Sen. Joe Manchin (D-WV) said Monday evening he is open to using debt limit reconciliation to raise the debt ceiling by October 18, undercutting Sen. Chuck Schumer’s (D-NY) signals that the tactic “cannot” be used.
“We just can’t let the debt ceiling lapse. We just can’t,” Manchin told a CNN reporter. “We can prevent default, we really can prevent it.”
“And there’s a way to do that, and there’s a couple other tools we have that we can use. Takes a little bit of time, a little bit of — it’s gonna be a little bit of pain, long vote-a-ramas, this and that — do what you have to do,” Manchin said about reconciliation. “But we cannot — and I want people to know — we will not let this country default.”
When Manchin was asked if the Democrat leadership embrace reconciliation to raise the debt ceiling, Manchin said, “We’ll do what we have to do, absolutely.”
But Schumer is going in a different direction to raise the ceiling. Schumer has scheduled a Senate vote for Wednesday that will need a total of sixty votes, including ten Republican votes, to raise the ceiling.
“Let me be clear about the task ahead of us: we must get a bill to the president’s desk dealing with the debt limit by the end of the week. Period,” Schumer wrote Monday.
Despite a desperate attempt to raise the debt ceiling, Sen. Mitch McConnell (R-KY) has stated Democrats do not have enough votes. McConnell believes the Democrats control all branches of government, and therefore Democrats should not rely on Republican support to enable poor leadership.

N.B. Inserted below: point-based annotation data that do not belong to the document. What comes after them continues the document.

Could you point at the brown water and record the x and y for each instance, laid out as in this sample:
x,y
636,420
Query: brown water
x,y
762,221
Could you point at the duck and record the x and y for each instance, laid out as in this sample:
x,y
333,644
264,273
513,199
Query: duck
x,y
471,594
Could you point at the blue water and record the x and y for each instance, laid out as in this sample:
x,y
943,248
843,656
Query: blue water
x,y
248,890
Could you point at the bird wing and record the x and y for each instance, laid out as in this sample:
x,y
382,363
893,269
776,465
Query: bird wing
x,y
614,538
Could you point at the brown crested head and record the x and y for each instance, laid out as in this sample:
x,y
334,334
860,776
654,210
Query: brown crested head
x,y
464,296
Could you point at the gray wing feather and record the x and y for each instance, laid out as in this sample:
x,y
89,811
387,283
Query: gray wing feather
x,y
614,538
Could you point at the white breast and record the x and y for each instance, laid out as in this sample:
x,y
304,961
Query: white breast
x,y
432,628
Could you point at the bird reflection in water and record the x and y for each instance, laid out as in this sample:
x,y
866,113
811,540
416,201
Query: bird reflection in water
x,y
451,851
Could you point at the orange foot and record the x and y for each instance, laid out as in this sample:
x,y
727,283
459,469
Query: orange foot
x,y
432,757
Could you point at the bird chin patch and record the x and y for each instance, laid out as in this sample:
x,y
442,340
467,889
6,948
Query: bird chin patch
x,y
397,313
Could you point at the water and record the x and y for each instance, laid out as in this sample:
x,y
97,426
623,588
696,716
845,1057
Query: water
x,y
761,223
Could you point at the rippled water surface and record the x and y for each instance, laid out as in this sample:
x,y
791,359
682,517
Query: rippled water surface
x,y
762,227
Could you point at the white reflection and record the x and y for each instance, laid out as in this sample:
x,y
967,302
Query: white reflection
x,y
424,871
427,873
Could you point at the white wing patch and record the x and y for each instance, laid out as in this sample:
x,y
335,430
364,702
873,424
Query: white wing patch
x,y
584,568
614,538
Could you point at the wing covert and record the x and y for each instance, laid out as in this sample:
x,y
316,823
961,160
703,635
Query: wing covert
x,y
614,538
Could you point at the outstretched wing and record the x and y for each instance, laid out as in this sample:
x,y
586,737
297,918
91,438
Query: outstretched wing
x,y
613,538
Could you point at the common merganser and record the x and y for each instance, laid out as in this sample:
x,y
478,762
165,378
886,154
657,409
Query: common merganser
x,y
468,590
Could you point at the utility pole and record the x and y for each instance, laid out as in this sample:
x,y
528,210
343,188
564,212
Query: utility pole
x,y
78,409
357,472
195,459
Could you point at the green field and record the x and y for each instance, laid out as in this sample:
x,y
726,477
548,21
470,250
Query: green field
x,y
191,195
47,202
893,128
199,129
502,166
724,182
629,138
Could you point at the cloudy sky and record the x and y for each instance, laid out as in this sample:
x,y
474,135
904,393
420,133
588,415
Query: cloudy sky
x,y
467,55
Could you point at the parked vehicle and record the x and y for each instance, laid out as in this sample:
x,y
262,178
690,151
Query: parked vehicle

“Democrats control the entire government—the Senate, the House and the White House. They intend to sideline Republicans and go it alone to slam American families with historic tax hikes and borrowing,” McConnell said. “So they will need to raise the debt limit on a partisan basis as well.”
Meanwhile, the Senate parliamentarian said Monday the reconciliation tactic to raise the debt ceiling was possible, contradicting Schumer’s statement last week. The Senate “cannot and will not go through a drawn-out and unpredictable process sought by the minority leader,” Schumer claimed.
It is unclear what Schumer’s next steps will be after the likely-to-fail vote Wednesday. It seems Schumer may have no other way of raising the debt ceiling than by using reconciliation, a tactic he fears due to the amount of time it will take to complete amid President Joe Biden’s stalled agenda in Congress.